La directora Isabel Vaca rescata una postura que no está a juicio moral, los deseos y aspiraciones de un niño son meramente por su pasión, su vocación en el oficio vaquero, la ganadería y los toros de lidia forman parte de su felicidad y que a su vez contempla su labor con una seriedad ajena a un infante. Es esta seguridad la que da soporte a la historia, mientras otros niños buscarían escapar de una vida rural, para Bryan la sencilles que le ofrece estar en el campo es invaluable.

La realidad vista por los ojos de quienes no tienen una postura sesgada es expuesta, comparte una incomodidad silenciosa con juegos, costumbres y acciones que para un niño esta bien, no hay bondad o maldad en sus ideas, salen sin un filtro que intente suprimir su ideología y simplemente son.  
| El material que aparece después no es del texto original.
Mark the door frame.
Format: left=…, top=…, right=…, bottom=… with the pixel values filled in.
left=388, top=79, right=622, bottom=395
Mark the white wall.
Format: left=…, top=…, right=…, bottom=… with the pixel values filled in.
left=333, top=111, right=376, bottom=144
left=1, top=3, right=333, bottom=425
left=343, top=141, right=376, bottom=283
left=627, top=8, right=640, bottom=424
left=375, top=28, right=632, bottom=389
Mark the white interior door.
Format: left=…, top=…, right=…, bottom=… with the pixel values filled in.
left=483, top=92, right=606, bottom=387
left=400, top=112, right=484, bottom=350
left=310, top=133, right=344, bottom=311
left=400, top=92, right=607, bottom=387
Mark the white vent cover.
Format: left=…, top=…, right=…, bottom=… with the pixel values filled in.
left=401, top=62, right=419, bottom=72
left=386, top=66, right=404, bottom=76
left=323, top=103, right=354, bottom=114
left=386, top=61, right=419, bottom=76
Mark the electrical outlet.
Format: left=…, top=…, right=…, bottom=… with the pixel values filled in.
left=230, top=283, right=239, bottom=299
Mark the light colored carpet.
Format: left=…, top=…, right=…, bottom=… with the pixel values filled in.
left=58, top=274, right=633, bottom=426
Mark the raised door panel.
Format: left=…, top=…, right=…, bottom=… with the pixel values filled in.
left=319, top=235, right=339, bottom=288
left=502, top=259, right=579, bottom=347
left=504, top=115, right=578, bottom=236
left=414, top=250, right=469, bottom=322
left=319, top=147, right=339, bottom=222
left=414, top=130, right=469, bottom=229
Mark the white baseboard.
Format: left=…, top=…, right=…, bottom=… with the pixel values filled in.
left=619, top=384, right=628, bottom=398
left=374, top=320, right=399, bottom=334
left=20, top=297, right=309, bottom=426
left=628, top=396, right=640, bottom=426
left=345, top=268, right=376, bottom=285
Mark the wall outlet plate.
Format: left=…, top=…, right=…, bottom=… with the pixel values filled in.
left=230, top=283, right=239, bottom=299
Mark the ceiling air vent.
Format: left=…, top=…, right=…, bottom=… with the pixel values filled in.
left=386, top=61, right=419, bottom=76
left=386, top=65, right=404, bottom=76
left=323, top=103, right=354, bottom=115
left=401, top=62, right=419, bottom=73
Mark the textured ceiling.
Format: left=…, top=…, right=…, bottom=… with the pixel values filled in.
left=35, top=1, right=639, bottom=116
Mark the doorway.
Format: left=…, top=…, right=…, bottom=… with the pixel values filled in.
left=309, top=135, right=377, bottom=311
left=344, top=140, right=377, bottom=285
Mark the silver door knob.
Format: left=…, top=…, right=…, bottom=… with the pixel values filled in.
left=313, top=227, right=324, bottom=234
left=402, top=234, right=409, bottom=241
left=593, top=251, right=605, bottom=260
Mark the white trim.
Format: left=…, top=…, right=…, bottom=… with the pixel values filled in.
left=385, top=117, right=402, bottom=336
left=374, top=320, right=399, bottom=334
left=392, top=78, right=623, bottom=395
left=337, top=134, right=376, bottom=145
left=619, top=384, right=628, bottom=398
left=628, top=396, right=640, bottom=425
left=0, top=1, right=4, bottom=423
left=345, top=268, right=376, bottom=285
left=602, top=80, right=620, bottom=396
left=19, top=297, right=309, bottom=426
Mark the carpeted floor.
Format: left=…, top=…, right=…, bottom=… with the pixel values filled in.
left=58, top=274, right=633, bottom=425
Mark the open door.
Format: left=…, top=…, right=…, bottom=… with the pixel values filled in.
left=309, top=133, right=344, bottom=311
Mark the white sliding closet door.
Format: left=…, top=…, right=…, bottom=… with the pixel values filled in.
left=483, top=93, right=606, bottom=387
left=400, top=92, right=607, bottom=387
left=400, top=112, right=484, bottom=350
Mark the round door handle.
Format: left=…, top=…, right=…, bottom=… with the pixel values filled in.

Su ejercicio cultural es fuerte, la vida que lleva tiene congruencia ante sus amigos, familiares y gustos, acompañado de elementos narrativos que son propios de una niñez sincera. Él no es indiferente a la realidad fuera del campo, sin embargo, se mantiene firme “de grande quiero ser como mi familia, vaquera, charra” en una de las frases más significativas del largometraje.

El encanto de este cine documental radica en la visión genuina de un niño que vive por lo que le apasiona, el campo.